Well, the _license_ certainly shouldn't be an issue at this point. It was changed to a standard MIT license a couple years ago, same as all the other major JS frameworks.
If your company has issues with React being developed by Facebook, that's an entirely different question.
There was a license controversy a couple of years back, yes, but that was solved rather quickly - I understand that you as an intern don’t necessarily have any sway over legal, but they’re not up to date.
Vanilla JS with a good understanding of MVC serves quite nicely in most cases. I wrote a few introductory programs to clarify it (https://github.com/madhadron/mvc_for_the_web).
Why don't they allow react? One reason I can think of is they have a server side side rendered architecture and they want people to continue to use that. They don't want new devs to use company time to buff their resume with unmaintainable learning front end code. At least that's why I generally shoot down attempts at using FE js frameworks over here. We have some really awful react 0.11 pages that are years old that will take weeks to redo properly.

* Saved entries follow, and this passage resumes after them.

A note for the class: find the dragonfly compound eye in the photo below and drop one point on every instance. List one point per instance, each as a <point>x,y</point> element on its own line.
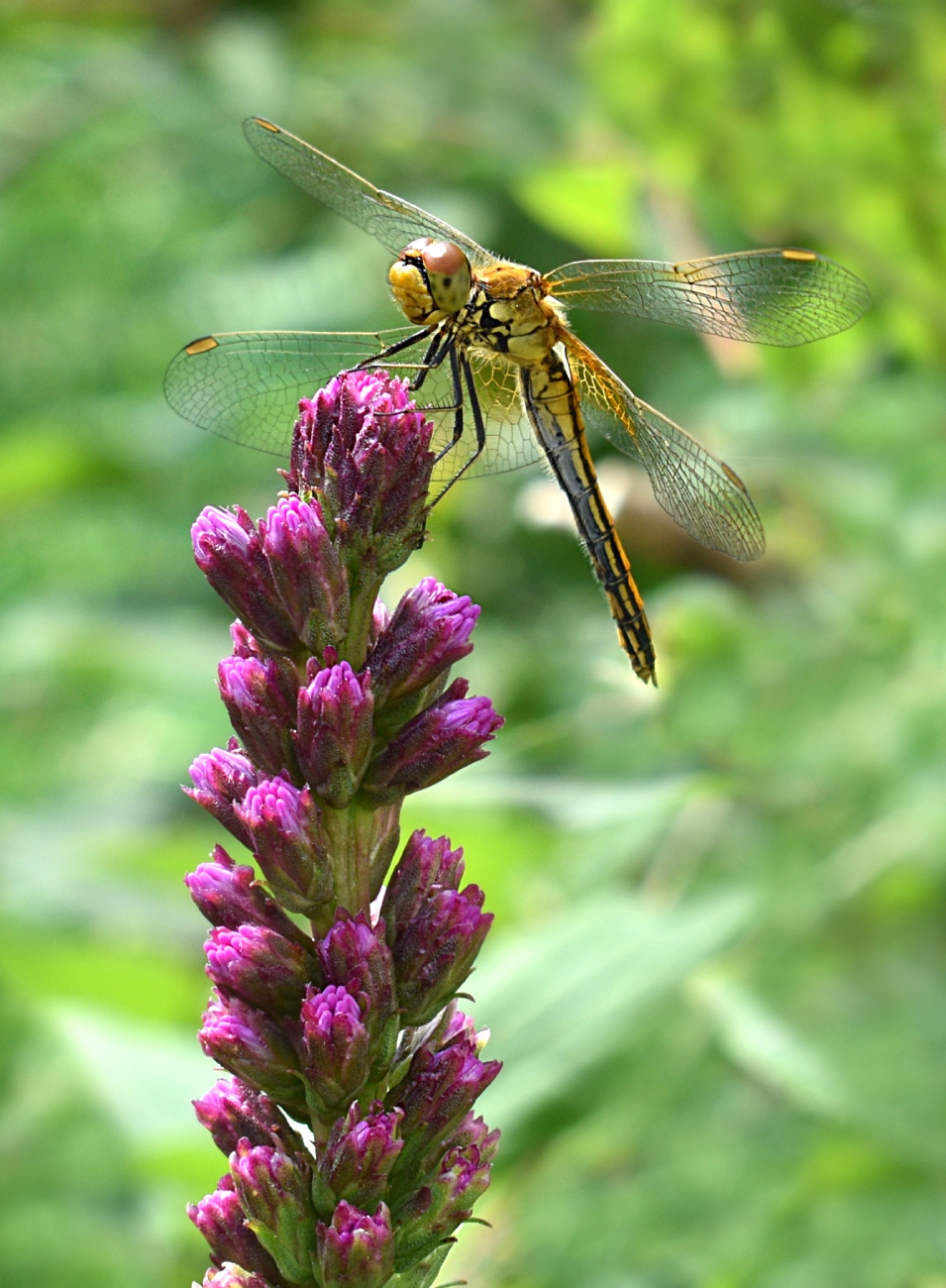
<point>448,273</point>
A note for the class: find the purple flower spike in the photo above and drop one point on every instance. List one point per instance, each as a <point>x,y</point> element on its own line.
<point>356,1250</point>
<point>229,553</point>
<point>235,1276</point>
<point>233,1111</point>
<point>219,1218</point>
<point>442,739</point>
<point>335,1048</point>
<point>426,867</point>
<point>335,732</point>
<point>354,953</point>
<point>222,780</point>
<point>306,571</point>
<point>288,840</point>
<point>435,1210</point>
<point>274,1192</point>
<point>362,445</point>
<point>228,894</point>
<point>435,952</point>
<point>429,631</point>
<point>261,697</point>
<point>439,1091</point>
<point>254,1047</point>
<point>358,1158</point>
<point>261,966</point>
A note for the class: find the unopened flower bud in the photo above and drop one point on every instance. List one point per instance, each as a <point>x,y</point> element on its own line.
<point>354,953</point>
<point>262,967</point>
<point>228,894</point>
<point>334,1047</point>
<point>233,1111</point>
<point>233,1276</point>
<point>220,1220</point>
<point>366,450</point>
<point>284,825</point>
<point>334,732</point>
<point>358,1157</point>
<point>356,1249</point>
<point>254,1047</point>
<point>229,553</point>
<point>274,1192</point>
<point>261,697</point>
<point>443,738</point>
<point>222,780</point>
<point>428,632</point>
<point>306,571</point>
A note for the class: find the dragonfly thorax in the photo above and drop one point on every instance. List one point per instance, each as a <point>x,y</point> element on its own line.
<point>430,279</point>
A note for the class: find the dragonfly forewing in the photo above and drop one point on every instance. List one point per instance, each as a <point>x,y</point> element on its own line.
<point>391,219</point>
<point>768,296</point>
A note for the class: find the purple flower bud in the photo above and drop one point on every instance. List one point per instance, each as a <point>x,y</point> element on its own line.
<point>306,571</point>
<point>274,1192</point>
<point>354,953</point>
<point>222,780</point>
<point>438,1093</point>
<point>219,1218</point>
<point>426,867</point>
<point>435,1210</point>
<point>261,697</point>
<point>356,1250</point>
<point>435,951</point>
<point>334,1047</point>
<point>229,553</point>
<point>228,894</point>
<point>254,1047</point>
<point>261,966</point>
<point>233,1111</point>
<point>233,1276</point>
<point>442,739</point>
<point>429,631</point>
<point>335,733</point>
<point>365,449</point>
<point>289,842</point>
<point>358,1157</point>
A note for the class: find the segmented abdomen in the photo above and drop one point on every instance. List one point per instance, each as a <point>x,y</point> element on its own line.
<point>556,419</point>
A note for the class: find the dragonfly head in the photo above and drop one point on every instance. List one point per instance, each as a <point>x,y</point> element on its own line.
<point>430,279</point>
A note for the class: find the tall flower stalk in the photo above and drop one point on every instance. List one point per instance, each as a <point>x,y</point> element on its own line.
<point>347,1117</point>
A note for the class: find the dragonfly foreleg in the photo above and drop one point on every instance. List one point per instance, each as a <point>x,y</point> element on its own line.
<point>408,340</point>
<point>478,424</point>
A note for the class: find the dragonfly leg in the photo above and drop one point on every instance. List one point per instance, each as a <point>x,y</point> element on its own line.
<point>478,424</point>
<point>408,340</point>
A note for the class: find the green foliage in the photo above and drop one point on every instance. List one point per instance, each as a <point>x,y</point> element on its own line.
<point>726,901</point>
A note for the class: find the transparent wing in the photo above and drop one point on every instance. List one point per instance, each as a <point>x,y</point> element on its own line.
<point>392,220</point>
<point>700,492</point>
<point>510,441</point>
<point>769,296</point>
<point>245,385</point>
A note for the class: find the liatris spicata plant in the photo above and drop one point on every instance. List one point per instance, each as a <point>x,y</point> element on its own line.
<point>348,1116</point>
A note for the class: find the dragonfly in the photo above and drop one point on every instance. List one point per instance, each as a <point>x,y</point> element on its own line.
<point>503,377</point>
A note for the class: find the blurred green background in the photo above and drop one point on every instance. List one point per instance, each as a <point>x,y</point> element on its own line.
<point>718,969</point>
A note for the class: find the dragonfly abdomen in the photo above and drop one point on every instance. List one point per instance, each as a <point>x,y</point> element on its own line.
<point>556,419</point>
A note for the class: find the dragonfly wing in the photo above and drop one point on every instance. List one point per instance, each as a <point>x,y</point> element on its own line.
<point>391,219</point>
<point>769,296</point>
<point>700,492</point>
<point>245,385</point>
<point>510,441</point>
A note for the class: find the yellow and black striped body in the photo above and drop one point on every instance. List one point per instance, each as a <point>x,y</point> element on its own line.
<point>510,313</point>
<point>556,419</point>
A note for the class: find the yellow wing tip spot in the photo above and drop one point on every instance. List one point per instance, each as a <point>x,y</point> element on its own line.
<point>201,346</point>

Anyway, my point is you might want to check if it is okay to use any FE framework at all. It seems like a very strange policy to say "you can use any FE framework except React".
Virtual dom is an implementation decision for performance a developer shouldn't even be very aware of. The main upside to react is that it has a huge ecosystem.

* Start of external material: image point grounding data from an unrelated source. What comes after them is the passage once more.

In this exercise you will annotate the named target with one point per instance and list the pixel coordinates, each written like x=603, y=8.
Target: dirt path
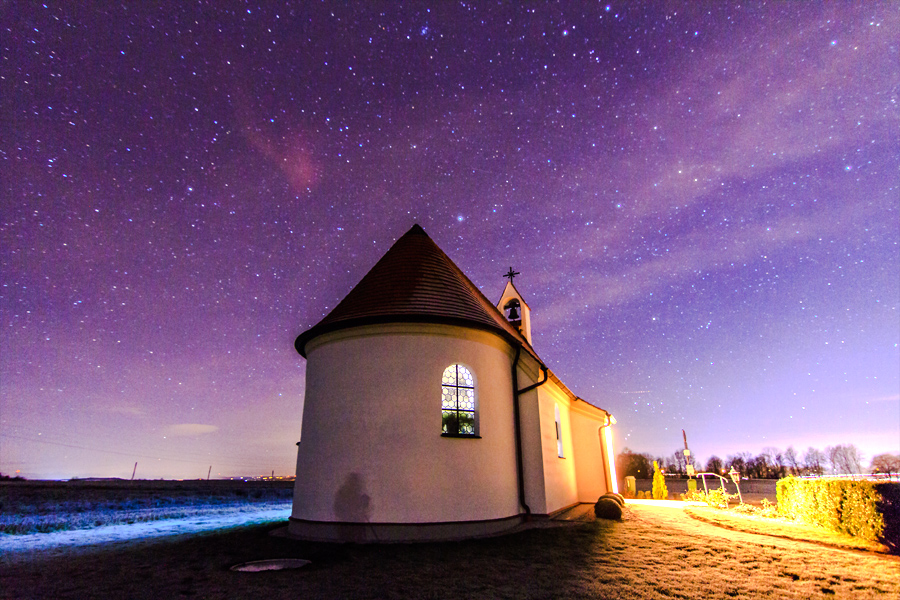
x=703, y=560
x=655, y=552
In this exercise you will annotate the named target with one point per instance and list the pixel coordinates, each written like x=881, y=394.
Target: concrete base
x=362, y=533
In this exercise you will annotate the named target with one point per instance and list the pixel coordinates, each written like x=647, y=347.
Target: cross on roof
x=511, y=274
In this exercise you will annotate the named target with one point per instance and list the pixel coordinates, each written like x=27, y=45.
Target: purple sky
x=701, y=198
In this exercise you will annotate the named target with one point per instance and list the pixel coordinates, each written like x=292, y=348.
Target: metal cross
x=511, y=274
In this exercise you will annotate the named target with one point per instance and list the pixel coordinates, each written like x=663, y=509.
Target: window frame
x=560, y=452
x=456, y=386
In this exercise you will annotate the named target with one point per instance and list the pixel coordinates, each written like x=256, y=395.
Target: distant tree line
x=771, y=463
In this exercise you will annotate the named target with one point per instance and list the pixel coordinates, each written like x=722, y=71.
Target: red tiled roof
x=415, y=282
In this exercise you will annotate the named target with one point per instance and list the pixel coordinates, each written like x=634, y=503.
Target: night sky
x=702, y=199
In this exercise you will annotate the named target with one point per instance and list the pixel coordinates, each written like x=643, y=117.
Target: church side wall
x=559, y=473
x=532, y=450
x=372, y=449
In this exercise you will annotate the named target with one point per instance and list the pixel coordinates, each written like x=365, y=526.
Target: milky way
x=702, y=200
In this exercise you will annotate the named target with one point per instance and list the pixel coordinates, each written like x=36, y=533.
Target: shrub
x=607, y=508
x=864, y=509
x=659, y=484
x=717, y=498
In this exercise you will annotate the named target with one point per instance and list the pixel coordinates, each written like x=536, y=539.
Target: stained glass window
x=458, y=401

> 1. Changes to the DOM cost a ton more than executing JS code.
The point of the article, and of the performance problems that people actually have with React is that this might be true for a small number of JS operations, but that
1) Tree diffs are computationally complex operations that add up for real-sized apps
2) The diff is actually unnecessary if you simply take into account the structure of templates, so diffs are pure overhead.
So _do_ feel bad when you have a no-op render() in React at least, because the resulting VDOM diff just chewed up CPU and battery for no reason.
> There's a lot of what I'd consider to be non-trivial transformation going on between the code you pass to the Svelte compiler and what comes out of it and runs in the browser. Personally, I'm less comfortable with that compared to React's runtime library approach.
I initially had a similar concern, but so far, the opposite appears to be true. The Svelte compiled code is quite readable and easy to follow, and because there is no runtime, it's much easier to walk through exactly what is happening. With a complex runtime, it can sometimes be difficult to figure why something isn't working as expected without having a deep understanding of the runtime codebase.
Second, no disrespect to Svelte, but I think there's a huge trade-off between the React approach and the Svelte approach that developers should be aware of. React is a pretty unopinionated library, all things considered. The only compilation step necessary is JSX to Javascript. JSX maps pretty directly to React's API. This means compilation is pretty simple. So much so that you can do it by hand really easily if you really wanted to. Svelte, on the other hand, is pretty compilation-heavy. There's a lot of what I'd consider to be non-trivial transformation going on between the code you pass to the Svelte compiler and what comes out of it and runs in the browser. Personally, I'm less comfortable with that compared to React's runtime library approach. But if you are comfortable with that trade-off, that's perfectly fine. It is worth being aware of it, though.